Rezension

Große Geschichte, gespiegelt im Schicksal eines Betroffenen

Viktor Stern - Henry Stern, Gerd Grasse, Thomas Thalmaier

Viktor Stern
von Henry Stern Gerd Grasse Thomas Thalmaier

Bewertet mit 5 Sternen

Henry Stern beschreibt in diesem kleinen Buch die Lebensgeschichte seines 1914 in Berlin geborenen Vaters Viktor Stern.  Dessen Vater stammte aus Willebadessen, weshalb Viktor, der sich diesem Ort stets verbunden gefühlt hat, dort viele Sommer bei seiner Tante Rosalia Stern verbrachte, die einen Kolonialwarenladen betrieb. Viktor gewann hier zahlreiche Freunde und fand auch seine erste Frau in Willebadessen. Doch der 1933 im Deutschen Reich an die Macht gekommene Nationalsozialismus hatte wie überall Folgen für das Leben der jüdischen Mitbürger. Als sogenannter Halbjude verlor Viktor Stern im September  1933 seine Stellung bei den Berliner Verkehrsbetrieben, da auch sein Vater seine Arbeit bei der Post verlor, beschloss die nun einkunftslose Familie, zu Rosalia Stern nach Willebadessen zu ziehen.  Doch auch hier machte sich der Einfluss der Nationalsozialisten bemerkbar, Kunden blieben dem Kolonialwarenladen fern, es gab antisemitische Schmierereien am Stern’schen Haus sowie die Schändung des kleinen jüdischen Friedhofs am Schleisenberg. Doch ebenso gab es Zeichen der Solidarität mit den jüdischen Mitbürgern, etwa durch heimliche Käufe. Ausschreitungen zum Novemberprogrom wurden durch mutige junge Männer verhindert, die den von Dorf zu Dorf ziehenden Schlägertruppen Schwierigkeiten androhten.

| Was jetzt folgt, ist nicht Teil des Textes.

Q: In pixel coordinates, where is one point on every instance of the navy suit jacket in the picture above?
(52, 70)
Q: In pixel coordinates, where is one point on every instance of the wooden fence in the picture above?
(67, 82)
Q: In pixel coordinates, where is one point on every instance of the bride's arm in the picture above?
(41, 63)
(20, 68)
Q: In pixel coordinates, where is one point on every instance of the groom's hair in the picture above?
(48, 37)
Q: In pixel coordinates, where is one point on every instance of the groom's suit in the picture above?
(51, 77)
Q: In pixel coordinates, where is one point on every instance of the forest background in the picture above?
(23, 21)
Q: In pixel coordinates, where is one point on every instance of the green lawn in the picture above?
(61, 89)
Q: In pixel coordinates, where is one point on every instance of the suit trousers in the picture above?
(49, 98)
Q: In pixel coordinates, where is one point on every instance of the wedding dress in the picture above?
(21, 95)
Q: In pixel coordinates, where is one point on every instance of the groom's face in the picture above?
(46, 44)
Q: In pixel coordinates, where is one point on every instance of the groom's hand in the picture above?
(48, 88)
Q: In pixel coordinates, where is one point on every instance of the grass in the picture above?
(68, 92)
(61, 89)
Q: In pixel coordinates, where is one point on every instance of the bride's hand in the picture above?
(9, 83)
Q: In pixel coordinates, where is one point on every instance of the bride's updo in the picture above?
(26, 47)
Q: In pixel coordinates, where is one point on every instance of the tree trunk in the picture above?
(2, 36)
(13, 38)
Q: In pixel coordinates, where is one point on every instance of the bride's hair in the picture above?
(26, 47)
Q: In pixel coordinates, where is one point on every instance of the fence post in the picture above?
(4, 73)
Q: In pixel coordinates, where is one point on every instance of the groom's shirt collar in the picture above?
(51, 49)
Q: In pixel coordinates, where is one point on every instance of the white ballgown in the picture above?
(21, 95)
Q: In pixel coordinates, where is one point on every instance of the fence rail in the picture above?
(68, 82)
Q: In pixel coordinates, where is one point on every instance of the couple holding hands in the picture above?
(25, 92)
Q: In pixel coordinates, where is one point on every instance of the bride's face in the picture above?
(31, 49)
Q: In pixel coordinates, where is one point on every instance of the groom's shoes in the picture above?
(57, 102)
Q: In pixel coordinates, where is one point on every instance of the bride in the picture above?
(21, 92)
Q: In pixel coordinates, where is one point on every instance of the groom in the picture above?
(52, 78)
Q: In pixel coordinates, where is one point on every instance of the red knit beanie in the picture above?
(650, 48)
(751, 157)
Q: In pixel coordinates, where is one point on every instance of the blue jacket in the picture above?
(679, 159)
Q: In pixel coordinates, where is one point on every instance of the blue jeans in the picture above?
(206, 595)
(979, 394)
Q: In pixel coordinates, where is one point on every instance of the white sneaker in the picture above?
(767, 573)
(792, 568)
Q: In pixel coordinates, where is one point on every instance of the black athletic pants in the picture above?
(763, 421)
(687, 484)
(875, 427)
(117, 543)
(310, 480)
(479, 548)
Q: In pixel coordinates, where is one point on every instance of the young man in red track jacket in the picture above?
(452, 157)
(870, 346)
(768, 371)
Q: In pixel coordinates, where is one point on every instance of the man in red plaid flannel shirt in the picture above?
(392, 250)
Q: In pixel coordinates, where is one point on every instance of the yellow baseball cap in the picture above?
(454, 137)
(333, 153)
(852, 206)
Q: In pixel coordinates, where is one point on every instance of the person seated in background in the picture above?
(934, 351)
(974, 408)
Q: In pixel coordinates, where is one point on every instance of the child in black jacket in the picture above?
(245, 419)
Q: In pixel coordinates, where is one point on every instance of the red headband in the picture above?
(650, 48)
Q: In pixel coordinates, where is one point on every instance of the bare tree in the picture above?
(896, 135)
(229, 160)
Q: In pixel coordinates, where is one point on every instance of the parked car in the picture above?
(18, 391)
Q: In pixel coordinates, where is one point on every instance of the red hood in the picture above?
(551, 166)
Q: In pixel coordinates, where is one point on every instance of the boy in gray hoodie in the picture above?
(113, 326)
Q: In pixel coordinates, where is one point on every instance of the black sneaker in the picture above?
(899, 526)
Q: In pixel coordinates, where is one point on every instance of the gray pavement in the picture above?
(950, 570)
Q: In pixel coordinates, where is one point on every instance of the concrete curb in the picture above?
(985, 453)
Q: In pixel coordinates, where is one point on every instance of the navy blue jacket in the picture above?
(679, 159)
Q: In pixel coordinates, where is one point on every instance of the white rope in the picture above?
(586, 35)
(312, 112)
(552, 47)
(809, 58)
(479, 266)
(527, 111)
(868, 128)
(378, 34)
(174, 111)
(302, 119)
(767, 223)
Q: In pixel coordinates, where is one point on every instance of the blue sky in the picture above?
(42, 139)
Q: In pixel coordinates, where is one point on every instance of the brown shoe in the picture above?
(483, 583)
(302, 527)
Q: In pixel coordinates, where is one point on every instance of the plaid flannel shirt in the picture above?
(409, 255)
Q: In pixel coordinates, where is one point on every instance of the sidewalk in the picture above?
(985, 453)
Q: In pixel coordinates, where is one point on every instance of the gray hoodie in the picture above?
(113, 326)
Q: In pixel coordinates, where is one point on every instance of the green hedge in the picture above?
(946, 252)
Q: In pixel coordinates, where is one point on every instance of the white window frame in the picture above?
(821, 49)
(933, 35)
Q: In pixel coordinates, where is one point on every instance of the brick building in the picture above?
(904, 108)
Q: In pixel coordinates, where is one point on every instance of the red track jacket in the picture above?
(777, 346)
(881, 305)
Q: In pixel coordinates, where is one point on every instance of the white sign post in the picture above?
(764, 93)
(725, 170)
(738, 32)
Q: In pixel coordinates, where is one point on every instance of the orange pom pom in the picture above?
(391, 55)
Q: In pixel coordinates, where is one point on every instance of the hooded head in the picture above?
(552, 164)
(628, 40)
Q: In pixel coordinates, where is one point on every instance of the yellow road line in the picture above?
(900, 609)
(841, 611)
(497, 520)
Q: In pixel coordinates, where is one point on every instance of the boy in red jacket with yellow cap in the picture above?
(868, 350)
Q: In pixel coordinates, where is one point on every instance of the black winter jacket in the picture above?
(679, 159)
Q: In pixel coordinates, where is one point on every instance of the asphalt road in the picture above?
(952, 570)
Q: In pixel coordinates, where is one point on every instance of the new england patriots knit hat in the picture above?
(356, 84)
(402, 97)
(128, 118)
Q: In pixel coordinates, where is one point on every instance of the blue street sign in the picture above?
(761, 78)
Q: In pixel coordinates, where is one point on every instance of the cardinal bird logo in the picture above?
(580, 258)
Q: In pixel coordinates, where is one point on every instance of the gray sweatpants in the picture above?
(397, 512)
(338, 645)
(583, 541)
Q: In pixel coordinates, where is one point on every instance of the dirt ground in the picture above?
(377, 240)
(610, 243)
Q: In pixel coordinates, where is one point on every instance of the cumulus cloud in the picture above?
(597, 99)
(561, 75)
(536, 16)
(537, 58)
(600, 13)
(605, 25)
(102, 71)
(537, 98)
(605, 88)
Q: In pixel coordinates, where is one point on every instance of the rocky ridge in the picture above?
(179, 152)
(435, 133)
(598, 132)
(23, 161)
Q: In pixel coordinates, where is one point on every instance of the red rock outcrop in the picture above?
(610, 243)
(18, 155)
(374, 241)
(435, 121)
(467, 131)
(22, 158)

Dennoch blieb die Familie Stern nicht vom Holocaust verschont, zahlreiche Mitglieder  emigrierten oder starben im Vernichtungslager, auch Viktor Stern blieb nicht verschont, doch er überlebte und kehrte noch oft in das Eggestädtchen zurück.

Der Name Viktor Stern hatte mir bisher nichts gesagt, allerdings kannte ich seine Tante Rosalia aus den Erzählungen meiner Mutter, deren Vater bis zu ihrem Abtransport mit ihr befreundet war, so dass sie ihm in der Nacht davor noch persönliche Unterlagen aushändigen konnte, die nach dem Krieg in die Hände überlebender Angehöriger gelangten.